So this is part 2 of 7 part series. LGBTQIA - What do all those letters mean?
For the purpose of this blog series, I am going to give you my understanding of what each letter means…within the framework of what the LGBT community also determines the letter to mean. However, I want to be clear that it may not align with what the GLAAD or other LGBT groups have deemed the letters to mean.
But as I said last week, I believe each letter deserves its time.
So the next letter going backwards is "I" is for Intersex or Intersexual
Which by Wikipedia means:
An intersex human or animal is one possessing any of several variations in sex characteristics including chromosomes, gonads, sex hormones, or genitals that, according to the UN Office of the High Commissioner for Human Rights, "do not fit the typical definitions for male or female bodies".
So just this past week , I was introduced to a parent of a gay daughter. He was super accepting and supportive.

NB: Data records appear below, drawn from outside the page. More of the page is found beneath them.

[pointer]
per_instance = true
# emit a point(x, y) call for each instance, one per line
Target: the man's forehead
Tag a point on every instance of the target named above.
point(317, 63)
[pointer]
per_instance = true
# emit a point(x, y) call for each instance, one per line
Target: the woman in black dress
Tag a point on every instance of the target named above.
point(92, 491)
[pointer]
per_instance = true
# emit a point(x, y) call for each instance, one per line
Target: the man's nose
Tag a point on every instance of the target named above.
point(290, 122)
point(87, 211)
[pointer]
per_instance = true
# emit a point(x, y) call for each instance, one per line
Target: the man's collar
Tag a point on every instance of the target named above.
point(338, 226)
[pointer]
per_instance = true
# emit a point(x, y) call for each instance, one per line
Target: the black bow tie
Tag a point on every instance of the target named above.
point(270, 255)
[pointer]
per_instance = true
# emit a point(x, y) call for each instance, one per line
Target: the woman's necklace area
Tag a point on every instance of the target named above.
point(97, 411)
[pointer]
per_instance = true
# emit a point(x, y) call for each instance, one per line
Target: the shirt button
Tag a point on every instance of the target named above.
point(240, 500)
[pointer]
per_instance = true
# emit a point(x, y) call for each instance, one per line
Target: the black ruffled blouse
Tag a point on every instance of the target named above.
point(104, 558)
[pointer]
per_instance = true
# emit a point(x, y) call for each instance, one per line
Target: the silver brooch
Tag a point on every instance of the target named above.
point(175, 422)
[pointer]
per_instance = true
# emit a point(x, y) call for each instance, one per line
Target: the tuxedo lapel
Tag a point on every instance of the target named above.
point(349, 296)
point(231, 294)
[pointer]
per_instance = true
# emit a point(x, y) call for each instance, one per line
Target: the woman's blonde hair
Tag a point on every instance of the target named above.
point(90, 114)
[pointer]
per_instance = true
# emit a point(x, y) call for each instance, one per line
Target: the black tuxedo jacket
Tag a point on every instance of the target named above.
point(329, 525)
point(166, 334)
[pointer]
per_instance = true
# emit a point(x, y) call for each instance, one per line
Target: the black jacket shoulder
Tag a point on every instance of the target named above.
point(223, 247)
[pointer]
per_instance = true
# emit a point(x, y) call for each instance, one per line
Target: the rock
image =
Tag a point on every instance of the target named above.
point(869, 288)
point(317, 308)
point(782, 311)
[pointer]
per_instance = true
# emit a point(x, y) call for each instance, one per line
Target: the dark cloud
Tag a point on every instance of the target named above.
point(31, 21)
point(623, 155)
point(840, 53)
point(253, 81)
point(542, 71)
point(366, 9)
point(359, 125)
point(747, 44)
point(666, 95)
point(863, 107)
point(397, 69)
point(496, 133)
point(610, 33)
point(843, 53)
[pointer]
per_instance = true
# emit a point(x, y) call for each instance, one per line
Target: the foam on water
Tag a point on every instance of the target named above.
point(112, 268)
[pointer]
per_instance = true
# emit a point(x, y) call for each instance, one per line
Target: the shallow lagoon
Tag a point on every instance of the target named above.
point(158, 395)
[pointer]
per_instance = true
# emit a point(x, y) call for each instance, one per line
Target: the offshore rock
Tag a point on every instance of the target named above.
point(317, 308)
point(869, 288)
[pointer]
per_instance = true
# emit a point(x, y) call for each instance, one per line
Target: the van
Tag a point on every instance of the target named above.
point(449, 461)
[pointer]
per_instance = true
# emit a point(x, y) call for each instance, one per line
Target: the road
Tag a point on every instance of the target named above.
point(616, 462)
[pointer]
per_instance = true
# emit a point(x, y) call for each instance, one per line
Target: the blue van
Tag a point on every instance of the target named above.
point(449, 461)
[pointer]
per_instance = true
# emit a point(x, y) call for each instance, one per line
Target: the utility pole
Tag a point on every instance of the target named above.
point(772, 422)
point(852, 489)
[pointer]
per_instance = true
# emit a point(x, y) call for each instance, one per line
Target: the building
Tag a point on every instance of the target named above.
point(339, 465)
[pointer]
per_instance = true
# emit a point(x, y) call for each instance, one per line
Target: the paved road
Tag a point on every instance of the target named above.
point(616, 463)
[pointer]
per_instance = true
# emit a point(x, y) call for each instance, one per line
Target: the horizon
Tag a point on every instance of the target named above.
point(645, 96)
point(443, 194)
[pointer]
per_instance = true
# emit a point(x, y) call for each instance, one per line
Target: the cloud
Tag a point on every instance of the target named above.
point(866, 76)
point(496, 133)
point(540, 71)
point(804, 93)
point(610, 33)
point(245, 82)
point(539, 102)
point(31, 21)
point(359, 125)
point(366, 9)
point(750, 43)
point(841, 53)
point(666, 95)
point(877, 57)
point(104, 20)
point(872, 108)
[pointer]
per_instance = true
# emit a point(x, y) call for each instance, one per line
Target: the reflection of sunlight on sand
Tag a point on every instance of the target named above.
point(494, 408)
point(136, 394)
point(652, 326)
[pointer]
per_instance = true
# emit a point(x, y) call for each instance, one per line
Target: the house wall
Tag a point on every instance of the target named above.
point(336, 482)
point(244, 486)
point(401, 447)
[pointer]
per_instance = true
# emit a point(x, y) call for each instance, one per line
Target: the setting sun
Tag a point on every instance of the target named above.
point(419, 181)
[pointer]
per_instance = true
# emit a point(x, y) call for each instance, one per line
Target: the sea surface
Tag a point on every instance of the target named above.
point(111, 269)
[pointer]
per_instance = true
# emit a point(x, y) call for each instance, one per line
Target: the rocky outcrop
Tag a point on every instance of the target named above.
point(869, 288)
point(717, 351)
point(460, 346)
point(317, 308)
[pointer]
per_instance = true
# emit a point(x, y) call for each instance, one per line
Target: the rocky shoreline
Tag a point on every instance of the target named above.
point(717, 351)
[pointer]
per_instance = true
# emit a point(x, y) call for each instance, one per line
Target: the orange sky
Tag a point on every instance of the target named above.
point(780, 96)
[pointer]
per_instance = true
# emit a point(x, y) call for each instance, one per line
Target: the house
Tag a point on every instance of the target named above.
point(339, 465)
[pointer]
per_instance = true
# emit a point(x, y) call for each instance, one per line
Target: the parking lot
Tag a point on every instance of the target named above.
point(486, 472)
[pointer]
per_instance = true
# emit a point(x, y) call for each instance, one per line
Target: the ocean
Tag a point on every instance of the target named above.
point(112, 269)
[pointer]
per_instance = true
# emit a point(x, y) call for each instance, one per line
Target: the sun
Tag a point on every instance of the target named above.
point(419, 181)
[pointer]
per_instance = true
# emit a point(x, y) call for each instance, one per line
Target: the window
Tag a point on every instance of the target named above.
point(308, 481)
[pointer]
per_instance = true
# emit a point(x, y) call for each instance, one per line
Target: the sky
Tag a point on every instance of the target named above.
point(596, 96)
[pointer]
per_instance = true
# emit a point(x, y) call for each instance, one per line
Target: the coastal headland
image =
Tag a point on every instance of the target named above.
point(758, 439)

But as I began to try and explain what Live Equal does, he stopped me to ask .."What is the QIA part? " Even very accepting people connected to the community don't know what all those letters mean. Hence this blog series.
Similar to" A" for Asexual (last week's blog), many "I" intersex people do not loudly identify themselves. They have been called hermaphrodites in the past to indicate they had "complicated" genitalia but this term is largely controversial and has since been dropped. The new term of Intersex is to indicate a more open and patient stance with an Intersexual person so they can develope and grow to determine what gender they plan to claim if they decide to claim gender before surgical procedures are done to determine it for them.
In addition, "I" 's are often later lumped into another well known letters like Lesbian or Transgender since
1- it is way easier to publically identify and label...since god forbid we not label people, and
2- speaking of one's genitalia is extremely personal and hard to explain in this case; plus, it truly is no-one's business.
Medically science has seen this type of genetic make up thousands of times and is fairly common. The newest and best research indicates that nothing should really be done to an intersex child until the child can determine their own choices.
As for me, I think a parent of an intersex child has likely got to be one of the strongest parents alive. Their child will need many years of support and a good team of doctors. The child themselves will be faced with many issues most of us would never have to consider. I think it is also important here to acknowledge that each letter in the LGBTQIA doesn't have to ONLY identify with ONE letter. For many people in the community, there isn't a clear cut definition of what we are. Many identify in a fluid explanation of who and what they are and labels are more for the outside community to understand than for the individual themselves.
Lastly, I want to tell you the reader...just like an asexual person. An intersexual person has had their own journey and are truly courageous. So if you know someone that is intersexual or maybe you know a parent who just found out their baby has both sets of genitalia . Be supportive, be loving and encourage them to let their child grow and learn who they are before decisions are made. An "I" is a beautiful creation!